Spirits industry calls on Hong Kong finance chief Paul Chan to slash taxes on strong alcohol – but medical professionals slam ‘backwards’ step
- Asia Pacific International Wines and Spirits Alliance says tax reforms could bring economic benefits worth HK$1 billion to city
- Hong Kong has 100 per cent tax on liquor with an alcoholic strength of more than 30 per cent by volume
Hong Kong should ditch its outdated, high taxation system for strong alcohol, a regional trade body told the finance chief, claiming its proposals on tax reform could bring in more than HK$1 billion in economic benefits and turn the city into a spirits auction hub of Asia.

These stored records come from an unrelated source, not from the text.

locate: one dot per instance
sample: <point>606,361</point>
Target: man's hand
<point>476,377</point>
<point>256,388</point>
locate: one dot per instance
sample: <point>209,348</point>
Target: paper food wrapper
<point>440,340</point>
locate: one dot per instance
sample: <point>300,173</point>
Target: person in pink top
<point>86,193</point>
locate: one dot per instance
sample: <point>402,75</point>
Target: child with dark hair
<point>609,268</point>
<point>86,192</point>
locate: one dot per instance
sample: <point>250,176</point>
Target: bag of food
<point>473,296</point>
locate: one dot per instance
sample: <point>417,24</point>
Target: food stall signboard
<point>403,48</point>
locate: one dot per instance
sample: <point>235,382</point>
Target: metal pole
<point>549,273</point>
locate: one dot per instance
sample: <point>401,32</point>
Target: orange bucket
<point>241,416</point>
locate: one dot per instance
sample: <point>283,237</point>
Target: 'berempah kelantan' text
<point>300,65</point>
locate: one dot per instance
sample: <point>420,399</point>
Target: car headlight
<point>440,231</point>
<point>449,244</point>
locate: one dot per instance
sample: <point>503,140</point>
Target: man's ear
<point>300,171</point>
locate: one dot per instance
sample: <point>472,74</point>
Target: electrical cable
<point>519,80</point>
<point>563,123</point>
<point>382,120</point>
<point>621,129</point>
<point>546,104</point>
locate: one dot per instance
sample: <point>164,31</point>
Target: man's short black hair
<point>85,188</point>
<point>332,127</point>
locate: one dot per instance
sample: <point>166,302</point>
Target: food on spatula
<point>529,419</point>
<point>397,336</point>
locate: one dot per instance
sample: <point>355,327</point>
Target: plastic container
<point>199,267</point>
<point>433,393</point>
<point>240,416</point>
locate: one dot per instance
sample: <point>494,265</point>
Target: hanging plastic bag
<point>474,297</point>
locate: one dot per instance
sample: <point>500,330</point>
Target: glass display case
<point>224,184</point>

Hong Kong adopted zero duty on wine in 2008, but kept its 100 per cent tax on liquor with an alcoholic strength of more than 30 per cent by volume – one of the heftiest rates in the region when compared with 30 to 50 per cent in mainland China, Taiwan and Japan.
The alliance called on the government to scrap the current tax system, which is based on the import value of a product, and to set the rate at around HK$75 per litre of pure alcohol.
For example, a 750ml bottle of liquor with 50 per cent alcohol content, no matter the value, would be taxed at HK$28 under the proposed system.
According to customs statistics, Hong Kong imported 20 million litres of whisky and other spirits in 2017, amounting to a total value of HK$4.4 billion.